Figures within the firm's 2009-10 limited liability partnership (LLP) accounts, recently filed with Companies House, show that total staff and related costs at the magic circle firm dropped from £576m in 2008-09 to £535m in 2009-10 – a reduction of 7.6%.

Total lawyer numbers fell by 12% between the two financial years for both partners and associates, with partner numbers dropping from 637 to 562, and associates from 2,642 to 2,313. Trainee numbers and administrative and support staff both decreased by 11%, from 569 to 509 and from 3,299 to 2,925 respectively. Overall, total fee earners and staff at the firm fell by 12%.

The accounts also show that the firm's cash position deteriorated slightly, with net cash at the end of the year standing at £20m, compared with £66m the previous year. The firm said the fall was partly down to costs of the restructuring, as it paid almost £18m to departing partners during the year.

Meanwhile, overall revenues were down by 5% to £1.2bn, a decrease of £65m, while profit for the year – before tax and before members' remuneration and profit share – decreased by 3% to £319m.
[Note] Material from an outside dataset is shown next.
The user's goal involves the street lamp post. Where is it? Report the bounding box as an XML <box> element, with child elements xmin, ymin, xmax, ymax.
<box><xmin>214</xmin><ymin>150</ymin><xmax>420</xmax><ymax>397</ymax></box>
Revenues fell in all regions except Asia, where turnover grew by 20% from £104m to £125m. The firm took the majority of its revenues from the UK and Gulf region, at £456m, although billings in these markets were down 9% from £499m in 2008-09. The firm's Continental Europe billings were down 8%, while the Americas were fairly stable, declining by just 2%.

CC chief financial officer (CFO) Stephen Purse said: "Last year's financials show that the firm remains on the right track with a very robust financial position. With continuing improvement in market conditions, I anticipate further improvement in the coming financial year."